Glorious! has since played in over 30 countries to an estimated audience of two million people. In 2008 Quilter created a three-actor version which premiered at the Fulton Opera House, Philadelphia and also played to great success in Rio de Janeiro and Madrid. One of the most popular productions has been in Poland ("Boska") starring the legendary Krystyna Janda. The production has visited Chicago and New York, has toured to all major polish cities, and been broadcast live on national television. In recent years, new productions have opened in Bratislava, Caracas, Vienna, Kiev, Belgrade, Riga, Johannesburg, Budapest and Toronto.

In 2016 his 3-actor play 4000 Days opened at the Park Theatre in London starring Alistair McGowan, Daniel Weyman and Maggie Ollerenshaw. The play has had further productions in Hamburg, Sao Paulo, Pennsylvania, Prague and Chicago. It toured throughout Germany in 2019 and again in 2022.

In 2020, his comedy The Hill had its premiere at the Divadlo Ungelt in Prague and in 2021, his 2-actor comedy Snowbound had its premiere productions on national tours of Russia and Italy. His all-female show Step By Step made its debut in various countries in 2022, including runs in Barcelona and Madrid and a national tour of Holland. Meanwhile his 2-actor comedy Duets has played in 20 countries and has been running for over two years in Brazil. His latest play The Dating Game will have premiere productions in the 2024/25 season in Warsaw, Prague, Rio de Janeiro and Berlin.

== Other works ==
His other work includes –

The Morning After a modern comedy about love, sex and relationships.

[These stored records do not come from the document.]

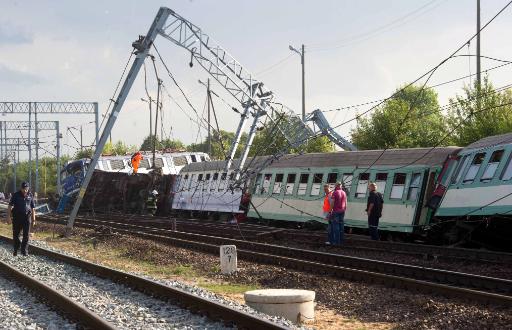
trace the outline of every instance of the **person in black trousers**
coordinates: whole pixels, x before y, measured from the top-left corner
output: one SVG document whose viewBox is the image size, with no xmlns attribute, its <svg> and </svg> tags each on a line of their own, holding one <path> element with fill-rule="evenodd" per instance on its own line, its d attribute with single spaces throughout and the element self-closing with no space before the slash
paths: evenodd
<svg viewBox="0 0 512 330">
<path fill-rule="evenodd" d="M 28 254 L 28 239 L 30 225 L 36 224 L 36 212 L 34 211 L 34 198 L 29 191 L 27 182 L 21 184 L 21 189 L 15 192 L 9 202 L 7 222 L 11 223 L 12 216 L 12 238 L 14 240 L 13 255 L 18 254 L 21 244 L 21 254 Z M 23 240 L 20 242 L 20 232 L 23 230 Z"/>
<path fill-rule="evenodd" d="M 366 204 L 366 214 L 368 215 L 368 230 L 372 240 L 378 241 L 379 237 L 379 219 L 382 217 L 382 208 L 384 199 L 382 194 L 377 192 L 377 185 L 372 182 L 368 186 L 368 202 Z"/>
</svg>

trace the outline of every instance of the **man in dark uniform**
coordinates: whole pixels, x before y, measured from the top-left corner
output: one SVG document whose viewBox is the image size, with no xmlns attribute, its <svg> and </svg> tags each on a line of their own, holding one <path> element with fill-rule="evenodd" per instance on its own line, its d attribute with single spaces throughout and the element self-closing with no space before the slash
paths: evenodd
<svg viewBox="0 0 512 330">
<path fill-rule="evenodd" d="M 28 254 L 28 238 L 30 225 L 36 224 L 36 213 L 34 211 L 34 198 L 29 192 L 27 182 L 21 184 L 20 191 L 15 192 L 9 202 L 7 212 L 7 222 L 11 223 L 12 214 L 12 235 L 14 240 L 14 255 L 18 254 L 20 248 L 20 232 L 23 230 L 23 240 L 21 241 L 21 254 Z"/>
<path fill-rule="evenodd" d="M 377 190 L 375 183 L 370 183 L 368 186 L 370 194 L 368 195 L 368 203 L 366 205 L 366 214 L 368 214 L 368 230 L 372 240 L 379 240 L 379 219 L 382 216 L 382 208 L 384 199 L 382 194 Z"/>
</svg>

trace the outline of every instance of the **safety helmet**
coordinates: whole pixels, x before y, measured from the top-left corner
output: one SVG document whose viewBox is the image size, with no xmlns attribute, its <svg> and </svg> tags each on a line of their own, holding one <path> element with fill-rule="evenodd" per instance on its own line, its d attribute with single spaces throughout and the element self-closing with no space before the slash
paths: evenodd
<svg viewBox="0 0 512 330">
<path fill-rule="evenodd" d="M 158 191 L 153 190 L 153 191 L 151 192 L 151 195 L 158 195 Z"/>
</svg>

The Actress a theatrical comedy which had its world premiere in Rio de Janeiro in May 2015.

Saving Jason a new black comedy which had its London premiere at the Park Theatre in 2016.

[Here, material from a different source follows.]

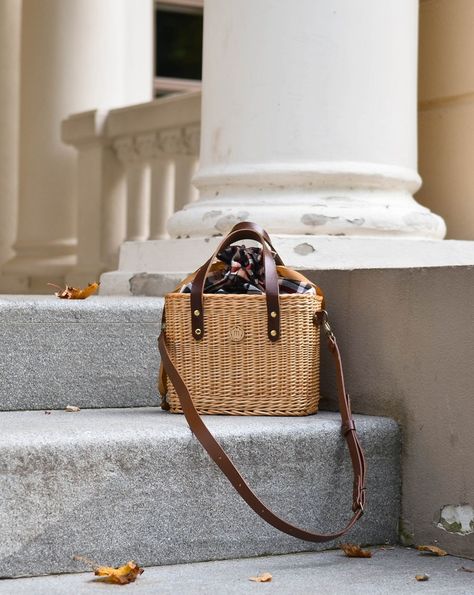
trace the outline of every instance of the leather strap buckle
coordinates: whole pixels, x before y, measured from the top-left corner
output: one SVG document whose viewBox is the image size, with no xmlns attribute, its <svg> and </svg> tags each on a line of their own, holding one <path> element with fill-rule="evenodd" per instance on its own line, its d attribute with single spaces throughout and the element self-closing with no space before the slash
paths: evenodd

Celebrity filmed for Polish TV as Rodzinny Show and performed on stage in Sweden, Denmark, the Czech Republic and Canada.

Just the Ticket a one-woman comedy, which had its world premiere at Australia's Ensemble Theatre in February 2011.

Curtain Up! an all-female comedy which has played in many European countries.

The Nightingales a comedy with music which Premiered at the Contra Kreiss Theater in Bonn Germany in 2012.